L'échec des deux référendums de 1980 et de 1995 a envoyé toutes sortes de signaux, dont certains commencent à peine à être décryptés. Un de ces signaux est que le Québec n'est plus menaçant et peut être négligé et sous-considéré sans danger par les anglophones. Un autre est que le Québec est solidement dans le camp canadien et que les Québécois sont fiers d'en faire partie. On semble faire peu de cas du fait que la majorité des Franco-Canadiens a délibérément et volontairement dit 'ouit' à l'indépendance en 1995, en toute connaissance de cause et en sachant ce qui pouvait en découler. On oublie aussi, un peu trop rapidement, que le gouvernement canadien, lors de ce même référendum, de l'aveu même de l'ex-premier ministre Jean Chrétien, a délibérément tordu les règles établies et choisi de tricher pour s'assurer que le ''bon côté'' l'emporte. Ce référendum, au vu du très faible écart entre le 'Oui' et le 'Non', a donc très possiblement été volé et non perdu.

Les fédéralistes francophones purs et durs, bien sûr, préfèreront penser que tout cela n'a plus maintenant aucune importance, vu que leur victoire est dans le sac et irréversible, sont-ils convaincus. Ont-ils remarqué, cependant, que leur parti de prédilection, le Parti libéral du Québec, face au parti autonomiste qu'est la Coalition avenir Québec et face aux deux partis indépendantistes que sont le Parti québécois et Québec solidaire, ne peut plus compter que sur 8 % d'appuis de la part des francophones du Québec? C'est que, comme tous les minoritaires, les francophones ont la mémoire longue, très longue.

Rien n'est terminé, tant que la vie continue. L'avenir, c'est ce qui s'en vient, pas ce qui se passe présentement. Les événements liés aux pensionnats et les craintes suscitées par le début d'un phénomène d'assimilation à Montréal prouvent que le sort des autochtones et des francophones n'est pas rose.

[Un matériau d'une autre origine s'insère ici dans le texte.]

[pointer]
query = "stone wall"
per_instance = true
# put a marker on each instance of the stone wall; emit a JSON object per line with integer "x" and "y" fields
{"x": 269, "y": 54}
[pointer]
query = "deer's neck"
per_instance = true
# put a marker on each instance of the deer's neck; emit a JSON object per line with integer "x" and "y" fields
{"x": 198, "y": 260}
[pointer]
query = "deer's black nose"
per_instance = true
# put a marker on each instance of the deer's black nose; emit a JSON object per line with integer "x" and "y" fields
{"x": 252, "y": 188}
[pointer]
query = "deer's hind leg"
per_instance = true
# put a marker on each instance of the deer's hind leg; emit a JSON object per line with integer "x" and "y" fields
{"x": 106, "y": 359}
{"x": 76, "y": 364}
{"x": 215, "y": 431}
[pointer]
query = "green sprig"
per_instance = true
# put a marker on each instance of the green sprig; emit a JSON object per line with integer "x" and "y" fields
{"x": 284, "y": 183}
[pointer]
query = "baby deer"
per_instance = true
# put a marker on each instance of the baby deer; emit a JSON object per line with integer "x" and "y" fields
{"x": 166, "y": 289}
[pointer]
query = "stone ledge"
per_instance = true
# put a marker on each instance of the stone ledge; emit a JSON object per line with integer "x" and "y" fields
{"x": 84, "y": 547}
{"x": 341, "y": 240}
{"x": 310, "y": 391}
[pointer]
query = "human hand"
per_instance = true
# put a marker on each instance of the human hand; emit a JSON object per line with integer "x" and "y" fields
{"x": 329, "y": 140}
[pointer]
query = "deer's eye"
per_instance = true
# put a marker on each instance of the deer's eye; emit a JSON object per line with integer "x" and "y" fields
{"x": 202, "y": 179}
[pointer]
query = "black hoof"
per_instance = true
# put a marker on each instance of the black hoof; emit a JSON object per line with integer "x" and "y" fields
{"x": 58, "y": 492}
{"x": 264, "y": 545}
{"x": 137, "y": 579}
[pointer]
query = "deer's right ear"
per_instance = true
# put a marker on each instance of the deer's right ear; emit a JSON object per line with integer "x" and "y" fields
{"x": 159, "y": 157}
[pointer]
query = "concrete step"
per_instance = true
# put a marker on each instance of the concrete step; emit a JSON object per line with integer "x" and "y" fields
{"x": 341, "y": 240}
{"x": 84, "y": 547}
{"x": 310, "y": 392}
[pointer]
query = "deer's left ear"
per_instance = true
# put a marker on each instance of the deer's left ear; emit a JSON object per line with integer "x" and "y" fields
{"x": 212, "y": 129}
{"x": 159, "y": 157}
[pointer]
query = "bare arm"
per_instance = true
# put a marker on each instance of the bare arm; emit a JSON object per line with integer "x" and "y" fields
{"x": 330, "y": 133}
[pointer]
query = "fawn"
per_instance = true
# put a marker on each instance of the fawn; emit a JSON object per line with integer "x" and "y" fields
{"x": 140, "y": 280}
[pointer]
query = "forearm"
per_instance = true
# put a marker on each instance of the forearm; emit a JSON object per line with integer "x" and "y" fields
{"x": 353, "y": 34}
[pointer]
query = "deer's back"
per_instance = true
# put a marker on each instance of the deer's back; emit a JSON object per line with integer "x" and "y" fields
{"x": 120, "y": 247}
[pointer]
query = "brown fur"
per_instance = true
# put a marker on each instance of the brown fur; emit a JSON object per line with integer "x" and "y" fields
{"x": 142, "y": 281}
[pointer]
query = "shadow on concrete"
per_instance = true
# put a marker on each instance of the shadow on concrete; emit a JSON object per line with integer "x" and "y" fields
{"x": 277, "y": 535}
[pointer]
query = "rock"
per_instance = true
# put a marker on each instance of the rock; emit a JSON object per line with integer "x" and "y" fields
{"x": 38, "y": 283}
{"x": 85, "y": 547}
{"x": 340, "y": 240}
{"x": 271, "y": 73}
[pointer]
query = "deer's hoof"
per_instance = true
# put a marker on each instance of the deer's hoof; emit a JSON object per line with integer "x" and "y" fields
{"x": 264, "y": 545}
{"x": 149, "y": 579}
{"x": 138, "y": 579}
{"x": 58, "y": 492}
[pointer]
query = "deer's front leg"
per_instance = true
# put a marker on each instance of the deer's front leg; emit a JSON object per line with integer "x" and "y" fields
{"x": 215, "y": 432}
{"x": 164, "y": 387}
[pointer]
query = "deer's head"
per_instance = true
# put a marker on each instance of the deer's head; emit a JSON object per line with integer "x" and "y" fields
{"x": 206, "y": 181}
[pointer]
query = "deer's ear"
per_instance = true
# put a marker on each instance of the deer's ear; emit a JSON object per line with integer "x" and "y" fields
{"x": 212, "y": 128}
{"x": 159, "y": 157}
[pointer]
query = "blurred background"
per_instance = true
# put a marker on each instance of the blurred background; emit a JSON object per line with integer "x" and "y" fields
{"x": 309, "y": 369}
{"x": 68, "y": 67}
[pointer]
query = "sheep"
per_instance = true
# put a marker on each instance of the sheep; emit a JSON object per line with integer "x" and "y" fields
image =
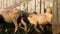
{"x": 11, "y": 16}
{"x": 40, "y": 19}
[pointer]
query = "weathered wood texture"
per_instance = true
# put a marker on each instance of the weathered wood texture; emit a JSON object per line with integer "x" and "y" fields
{"x": 56, "y": 14}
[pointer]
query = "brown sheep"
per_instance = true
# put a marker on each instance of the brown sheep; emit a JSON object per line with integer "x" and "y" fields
{"x": 11, "y": 16}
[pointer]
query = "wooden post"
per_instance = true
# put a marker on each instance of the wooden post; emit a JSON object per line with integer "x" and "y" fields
{"x": 42, "y": 6}
{"x": 55, "y": 21}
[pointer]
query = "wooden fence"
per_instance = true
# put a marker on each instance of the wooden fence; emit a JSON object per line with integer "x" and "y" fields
{"x": 27, "y": 5}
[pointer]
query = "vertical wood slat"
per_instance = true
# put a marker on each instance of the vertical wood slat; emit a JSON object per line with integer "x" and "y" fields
{"x": 42, "y": 6}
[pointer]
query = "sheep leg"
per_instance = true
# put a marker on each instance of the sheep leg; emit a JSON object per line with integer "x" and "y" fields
{"x": 25, "y": 26}
{"x": 36, "y": 28}
{"x": 41, "y": 27}
{"x": 16, "y": 25}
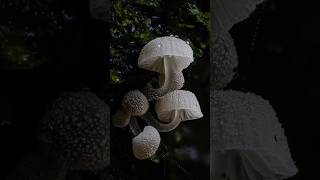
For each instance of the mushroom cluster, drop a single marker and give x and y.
(248, 142)
(168, 56)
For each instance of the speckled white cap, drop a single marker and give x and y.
(165, 52)
(146, 143)
(180, 104)
(246, 124)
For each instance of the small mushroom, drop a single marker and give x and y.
(247, 138)
(146, 143)
(174, 107)
(134, 103)
(167, 56)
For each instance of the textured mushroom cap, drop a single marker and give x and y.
(165, 52)
(224, 60)
(135, 103)
(78, 126)
(179, 104)
(146, 143)
(229, 12)
(246, 124)
(177, 81)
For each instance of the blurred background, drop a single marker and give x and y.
(278, 48)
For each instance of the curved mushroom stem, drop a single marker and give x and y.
(121, 119)
(172, 81)
(162, 127)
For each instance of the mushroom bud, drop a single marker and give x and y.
(167, 56)
(246, 135)
(134, 103)
(174, 107)
(146, 143)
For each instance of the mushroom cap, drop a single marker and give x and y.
(179, 104)
(135, 103)
(229, 12)
(224, 61)
(146, 143)
(247, 124)
(177, 80)
(77, 126)
(165, 52)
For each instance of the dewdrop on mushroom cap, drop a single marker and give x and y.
(246, 128)
(146, 143)
(167, 56)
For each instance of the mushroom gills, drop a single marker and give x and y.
(146, 143)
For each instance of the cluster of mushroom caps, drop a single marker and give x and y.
(167, 56)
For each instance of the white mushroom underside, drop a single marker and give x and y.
(146, 143)
(247, 124)
(179, 104)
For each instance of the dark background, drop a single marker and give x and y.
(283, 67)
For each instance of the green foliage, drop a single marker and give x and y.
(135, 23)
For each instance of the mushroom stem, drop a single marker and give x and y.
(162, 127)
(172, 81)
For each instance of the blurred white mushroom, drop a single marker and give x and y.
(146, 143)
(134, 103)
(174, 107)
(248, 141)
(167, 56)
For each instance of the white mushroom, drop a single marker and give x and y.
(134, 103)
(248, 141)
(167, 56)
(174, 107)
(146, 143)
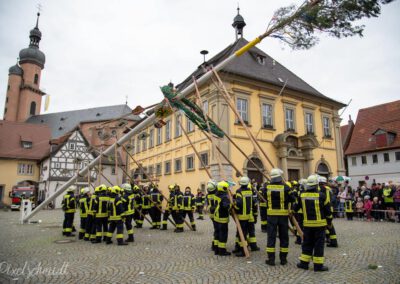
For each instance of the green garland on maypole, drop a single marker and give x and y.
(192, 111)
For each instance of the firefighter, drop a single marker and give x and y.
(317, 215)
(83, 210)
(263, 207)
(243, 205)
(330, 231)
(210, 199)
(69, 208)
(155, 210)
(129, 208)
(189, 205)
(349, 206)
(298, 189)
(115, 212)
(251, 238)
(278, 198)
(101, 214)
(90, 222)
(138, 207)
(221, 217)
(168, 208)
(177, 206)
(146, 203)
(200, 201)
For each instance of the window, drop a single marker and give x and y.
(205, 107)
(178, 165)
(190, 163)
(189, 125)
(151, 171)
(26, 144)
(386, 157)
(178, 130)
(137, 145)
(309, 123)
(168, 131)
(32, 111)
(327, 126)
(289, 119)
(159, 136)
(167, 170)
(354, 161)
(267, 115)
(364, 160)
(25, 169)
(158, 169)
(144, 144)
(151, 138)
(241, 105)
(36, 79)
(204, 159)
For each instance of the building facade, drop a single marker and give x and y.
(297, 126)
(373, 153)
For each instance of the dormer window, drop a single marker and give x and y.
(260, 59)
(26, 144)
(383, 138)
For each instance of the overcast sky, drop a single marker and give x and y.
(98, 52)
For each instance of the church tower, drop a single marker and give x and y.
(24, 97)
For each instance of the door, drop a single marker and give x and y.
(293, 174)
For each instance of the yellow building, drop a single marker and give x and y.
(22, 146)
(297, 126)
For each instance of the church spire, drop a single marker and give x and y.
(238, 24)
(35, 34)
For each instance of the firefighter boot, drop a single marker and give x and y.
(283, 258)
(271, 259)
(241, 253)
(130, 239)
(223, 252)
(302, 265)
(320, 268)
(254, 247)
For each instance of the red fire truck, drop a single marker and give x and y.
(19, 192)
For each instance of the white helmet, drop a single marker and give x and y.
(244, 181)
(322, 179)
(211, 185)
(312, 180)
(126, 186)
(85, 190)
(276, 173)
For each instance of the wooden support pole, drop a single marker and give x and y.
(231, 104)
(125, 172)
(165, 197)
(242, 237)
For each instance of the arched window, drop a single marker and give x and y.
(322, 169)
(33, 108)
(36, 79)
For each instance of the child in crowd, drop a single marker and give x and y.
(376, 206)
(367, 207)
(360, 208)
(349, 207)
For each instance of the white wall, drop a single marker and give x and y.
(381, 171)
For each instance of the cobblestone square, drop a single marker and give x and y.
(166, 257)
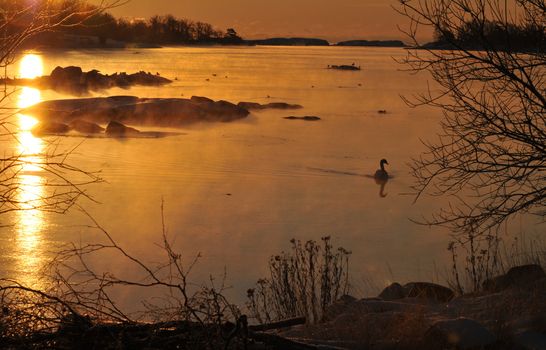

La population canadienne est composée de quatre grandes couches, par ordre d'arrivée: les autochtones (par le biais de plusieurs peuples très différents les uns des autres), les Français (par le biais de deux colonies bien distinctes, le Canada et l'Acadie), les Britanniques (par le biais de l'Empire britannique) et les immigrants récents (venus de partout dans le monde depuis plus de cent ans).

Le Canada actuel ne changera que si les francophones et les autochtones, avec l'appui des immigrants et des représentants les plus éclairés des anglophones, arrivent à réformer ce pays de fond en comble, par exemple en créant une république canadienne, libérée de la monarchie britannique, ouverte au monde et flanquée d'une république québécoise autonome (ayant plus de pouvoir qu'une simple province canadienne) et de communautés autochtones agrandies territorialement et renforcées politiquement par l'octroi de pouvoirs élargis aux conseils de bande.

Les Canadiens d'origine britannique sont de moins en moins nombreux et les chances de réussite d'un tel programme sont réelles, à long terme.

C'est du moins mon souhait le plus profond, en cette soixante-et-unième année de ma vie...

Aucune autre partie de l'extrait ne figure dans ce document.